Derby

Smith of Derby clock engineers' race against time

  • 27 October 2013
  • From the section Derby
Clock tower at St Paul's Cathedral
Engineers will travel from St Paul's Cathedral to Newcastle Cathedral as part of their task to change 80 clocks across England and Wales
Derby Cathedral
Derby Cathedral is one of the stops on the engineers' journey which will start on Sunday and finish on Wednesday
Astronomical clock at Leicester University
The team will also manually change the astronomical clock at the University of Leicester

With the clocks going back this weekend most people will be looking forward to an extra hour in bed.

But a team of specialist engineers, from Derby, will be working flat out to turn back time on 80 clocks across England and Wales.

Specialist clockmakers Smith of Derby will be changing the times of clocks on famous landmarks, including St Paul's Cathedral in London.

A total of 18 field engineers were beginning the mammoth task on Sunday morning and are expected to finish on Wednesday.

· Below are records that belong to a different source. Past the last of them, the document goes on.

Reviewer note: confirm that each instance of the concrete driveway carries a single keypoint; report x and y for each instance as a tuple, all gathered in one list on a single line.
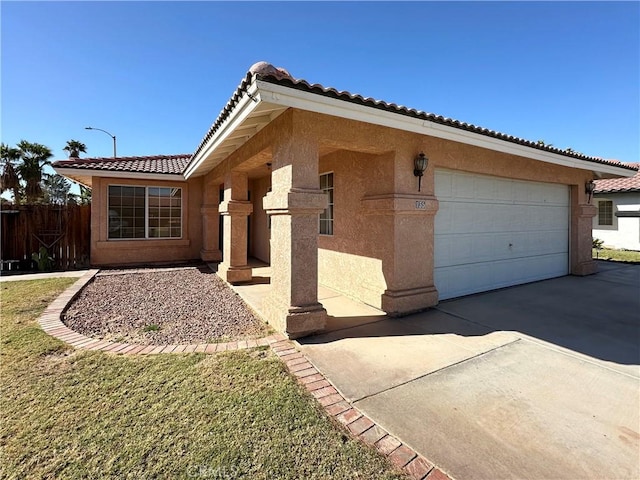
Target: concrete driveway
[(540, 381)]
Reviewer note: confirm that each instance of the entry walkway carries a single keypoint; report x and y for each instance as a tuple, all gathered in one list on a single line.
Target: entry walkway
[(530, 382), (342, 312), (14, 277)]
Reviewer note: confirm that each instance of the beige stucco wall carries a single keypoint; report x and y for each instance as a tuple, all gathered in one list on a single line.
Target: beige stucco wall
[(106, 252), (378, 244), (259, 246)]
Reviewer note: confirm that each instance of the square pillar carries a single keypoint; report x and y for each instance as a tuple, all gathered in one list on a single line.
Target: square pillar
[(293, 206), (235, 209), (408, 261), (582, 262), (210, 224)]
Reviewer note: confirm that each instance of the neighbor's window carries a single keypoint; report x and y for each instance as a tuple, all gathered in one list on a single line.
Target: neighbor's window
[(605, 212), (144, 212), (326, 217)]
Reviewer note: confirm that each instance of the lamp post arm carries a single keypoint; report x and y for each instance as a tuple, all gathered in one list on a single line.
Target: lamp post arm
[(112, 136)]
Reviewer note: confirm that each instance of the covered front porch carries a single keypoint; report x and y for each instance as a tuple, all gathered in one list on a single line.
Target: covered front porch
[(342, 311)]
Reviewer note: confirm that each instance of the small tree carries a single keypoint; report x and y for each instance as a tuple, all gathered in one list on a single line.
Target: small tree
[(56, 189), (34, 157), (85, 195), (74, 147), (10, 179)]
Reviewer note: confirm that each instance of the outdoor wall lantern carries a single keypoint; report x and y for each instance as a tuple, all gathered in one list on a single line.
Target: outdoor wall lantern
[(419, 166), (589, 187)]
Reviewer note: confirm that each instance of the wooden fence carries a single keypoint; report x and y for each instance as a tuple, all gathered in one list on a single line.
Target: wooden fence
[(64, 230)]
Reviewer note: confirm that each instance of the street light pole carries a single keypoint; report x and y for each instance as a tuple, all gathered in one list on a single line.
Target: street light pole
[(112, 136)]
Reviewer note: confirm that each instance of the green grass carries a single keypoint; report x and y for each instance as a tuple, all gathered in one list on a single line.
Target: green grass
[(73, 414), (616, 255)]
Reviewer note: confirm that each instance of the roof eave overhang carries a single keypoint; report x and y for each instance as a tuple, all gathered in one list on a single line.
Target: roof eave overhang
[(262, 95), (84, 175)]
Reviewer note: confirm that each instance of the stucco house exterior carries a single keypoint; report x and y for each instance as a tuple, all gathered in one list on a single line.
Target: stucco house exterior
[(328, 188), (617, 221)]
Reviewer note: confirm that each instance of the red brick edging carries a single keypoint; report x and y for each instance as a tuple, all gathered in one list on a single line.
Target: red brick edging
[(336, 406), (51, 323)]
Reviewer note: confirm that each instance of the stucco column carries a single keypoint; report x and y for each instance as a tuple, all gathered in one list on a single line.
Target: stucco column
[(294, 205), (235, 208), (408, 265), (582, 215), (210, 224)]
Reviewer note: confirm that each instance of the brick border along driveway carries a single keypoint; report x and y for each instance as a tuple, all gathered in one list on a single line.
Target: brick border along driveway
[(336, 406)]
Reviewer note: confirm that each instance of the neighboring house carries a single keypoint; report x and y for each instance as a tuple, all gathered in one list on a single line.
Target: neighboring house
[(617, 222), (324, 185)]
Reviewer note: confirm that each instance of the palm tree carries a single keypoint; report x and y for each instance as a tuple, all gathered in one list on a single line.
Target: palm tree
[(34, 157), (74, 147), (9, 179)]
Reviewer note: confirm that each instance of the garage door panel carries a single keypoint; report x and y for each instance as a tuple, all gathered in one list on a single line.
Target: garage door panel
[(492, 232)]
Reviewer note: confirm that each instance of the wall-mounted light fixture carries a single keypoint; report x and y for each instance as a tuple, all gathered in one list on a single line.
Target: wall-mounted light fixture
[(589, 188), (419, 166)]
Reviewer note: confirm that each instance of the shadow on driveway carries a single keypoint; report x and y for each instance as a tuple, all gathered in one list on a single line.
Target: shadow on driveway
[(596, 315)]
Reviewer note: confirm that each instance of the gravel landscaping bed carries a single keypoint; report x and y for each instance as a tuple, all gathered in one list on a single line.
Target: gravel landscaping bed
[(174, 306)]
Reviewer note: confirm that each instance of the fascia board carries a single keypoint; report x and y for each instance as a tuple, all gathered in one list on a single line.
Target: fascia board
[(84, 172), (290, 97), (245, 107)]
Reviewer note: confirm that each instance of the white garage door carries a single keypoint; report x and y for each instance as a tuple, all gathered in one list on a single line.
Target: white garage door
[(493, 232)]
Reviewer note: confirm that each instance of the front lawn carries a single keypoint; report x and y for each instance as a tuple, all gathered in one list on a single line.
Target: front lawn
[(616, 255), (74, 414)]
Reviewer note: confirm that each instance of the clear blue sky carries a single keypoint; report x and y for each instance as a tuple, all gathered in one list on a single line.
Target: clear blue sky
[(156, 74)]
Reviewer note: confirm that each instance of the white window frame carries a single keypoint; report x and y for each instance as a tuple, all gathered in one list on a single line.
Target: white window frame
[(146, 213), (331, 204), (600, 224)]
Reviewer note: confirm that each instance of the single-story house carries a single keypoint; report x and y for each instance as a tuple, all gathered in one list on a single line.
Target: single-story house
[(388, 205), (617, 222)]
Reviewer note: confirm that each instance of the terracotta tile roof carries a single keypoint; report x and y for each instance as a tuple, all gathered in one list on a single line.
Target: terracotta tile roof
[(279, 76), (169, 164), (616, 185)]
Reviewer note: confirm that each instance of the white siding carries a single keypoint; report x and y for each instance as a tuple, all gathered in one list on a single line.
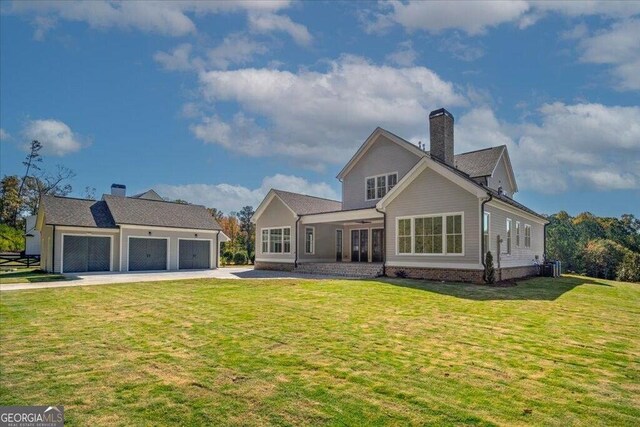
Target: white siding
[(520, 256), (384, 156), (431, 193)]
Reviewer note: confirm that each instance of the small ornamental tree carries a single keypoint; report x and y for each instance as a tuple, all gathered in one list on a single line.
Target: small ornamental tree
[(489, 271)]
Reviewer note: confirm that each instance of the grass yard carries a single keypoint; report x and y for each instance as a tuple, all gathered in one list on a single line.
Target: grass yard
[(30, 275), (335, 352)]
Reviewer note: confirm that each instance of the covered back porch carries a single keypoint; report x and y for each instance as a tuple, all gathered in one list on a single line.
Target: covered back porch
[(354, 236)]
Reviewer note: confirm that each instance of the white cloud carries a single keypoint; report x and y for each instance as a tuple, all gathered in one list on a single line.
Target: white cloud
[(405, 55), (572, 146), (229, 197), (235, 49), (475, 17), (321, 117), (618, 46), (179, 59), (56, 137), (269, 22), (169, 18)]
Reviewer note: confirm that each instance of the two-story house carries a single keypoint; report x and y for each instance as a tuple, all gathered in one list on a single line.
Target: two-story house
[(432, 214)]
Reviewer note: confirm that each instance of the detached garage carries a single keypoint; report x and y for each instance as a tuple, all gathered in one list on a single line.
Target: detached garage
[(119, 233)]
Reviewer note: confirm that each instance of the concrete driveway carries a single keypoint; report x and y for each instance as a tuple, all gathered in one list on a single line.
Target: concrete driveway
[(90, 279)]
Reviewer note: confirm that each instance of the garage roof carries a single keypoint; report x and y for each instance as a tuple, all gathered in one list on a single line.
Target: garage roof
[(115, 210)]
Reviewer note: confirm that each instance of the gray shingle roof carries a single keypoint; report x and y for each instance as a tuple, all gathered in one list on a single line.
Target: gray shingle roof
[(302, 204), (479, 163), (137, 211), (76, 212)]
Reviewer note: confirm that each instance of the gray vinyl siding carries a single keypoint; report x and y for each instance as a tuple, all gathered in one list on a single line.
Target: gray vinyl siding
[(384, 156), (520, 256), (501, 178), (276, 214), (325, 244), (174, 238), (431, 193)]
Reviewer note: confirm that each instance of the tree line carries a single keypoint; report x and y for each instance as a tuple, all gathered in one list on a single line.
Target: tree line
[(603, 247)]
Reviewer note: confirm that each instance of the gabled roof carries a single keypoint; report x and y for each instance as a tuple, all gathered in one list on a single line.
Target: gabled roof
[(475, 164), (76, 212), (302, 204), (138, 211), (480, 162), (149, 195)]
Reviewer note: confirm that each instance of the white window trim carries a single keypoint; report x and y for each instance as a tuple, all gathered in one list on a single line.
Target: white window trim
[(375, 187), (148, 237), (269, 240), (211, 251), (84, 235), (508, 232), (488, 245), (527, 227), (444, 234), (313, 240)]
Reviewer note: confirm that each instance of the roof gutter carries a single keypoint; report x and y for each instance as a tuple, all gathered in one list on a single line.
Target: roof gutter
[(482, 252), (384, 234)]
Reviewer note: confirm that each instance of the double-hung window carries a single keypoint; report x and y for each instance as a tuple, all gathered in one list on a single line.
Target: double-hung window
[(508, 236), (276, 240), (378, 186), (404, 236), (431, 235), (309, 241)]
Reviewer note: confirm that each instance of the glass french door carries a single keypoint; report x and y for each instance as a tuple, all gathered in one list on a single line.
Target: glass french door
[(377, 245), (359, 245)]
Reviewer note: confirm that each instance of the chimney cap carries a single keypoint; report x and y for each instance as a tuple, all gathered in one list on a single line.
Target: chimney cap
[(440, 112)]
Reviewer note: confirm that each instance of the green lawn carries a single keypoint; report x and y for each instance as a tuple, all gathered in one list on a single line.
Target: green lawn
[(337, 352), (31, 275)]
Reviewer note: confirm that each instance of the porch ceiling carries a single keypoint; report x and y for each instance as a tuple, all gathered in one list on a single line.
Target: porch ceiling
[(354, 216)]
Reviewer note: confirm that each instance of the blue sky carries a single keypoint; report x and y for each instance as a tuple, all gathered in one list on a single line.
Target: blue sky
[(216, 102)]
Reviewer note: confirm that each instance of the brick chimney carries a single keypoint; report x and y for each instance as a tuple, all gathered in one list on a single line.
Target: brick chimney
[(441, 132), (118, 190)]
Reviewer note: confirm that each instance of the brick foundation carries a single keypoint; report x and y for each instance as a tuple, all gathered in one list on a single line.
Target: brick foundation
[(278, 266), (460, 275)]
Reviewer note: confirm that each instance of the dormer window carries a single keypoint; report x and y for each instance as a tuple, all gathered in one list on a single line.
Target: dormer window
[(379, 185)]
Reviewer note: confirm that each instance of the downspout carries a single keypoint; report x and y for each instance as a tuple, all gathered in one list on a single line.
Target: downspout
[(53, 251), (384, 234), (482, 252), (217, 249), (295, 261)]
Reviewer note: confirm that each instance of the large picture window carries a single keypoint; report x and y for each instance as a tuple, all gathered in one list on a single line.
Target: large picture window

The majority of the time pieces are public or church clocks, including those on Newcastle Cathedral and on Nottingham's Victoria Shopping Centre.

Bob Betts, the firm's managing director, said the team can get the job done relatively quickly.

He said: "It is difficult to do it [turn back clocks] at a predetermined time and all at the same time, so we work very closely with the town halls and the parish councils to find out when is best to do it for them and get everyone alerted to that.

Leicester Square's musical clock features 27 bells

'I'm sure there'll be people saying: 'Is that the right time or is that the wrong time?' But we get there."

He said some of the clocks were hard to get to.

"The nature of a public clock is that it's usually in a tower, so our guys will have to climb up those 150 or so steps.

"Some have difficult access and will need scissor lifts or scaffolding and so on.

"We take it very seriously the up keep of our horology for the country," Mr Betts said.

He said the engineers would mostly not be pulling back clock hands but altering them from a mechanism usually at the side of a clock tower.

The 80 clocks need to be changed manually but most of the 4,750 clocks that the firm is responsible for servicing will update automatically, including the Swiss glockenspiel clock in London's Leicester Square.

Customers of the firm include the Queen of Tonga, who commissioned the firm to build her what it says is the "most remote clock in the world".

It has also built what it claims is one of the largest mechanical clocks for a time-themed attraction in the city of Ganzhou in China.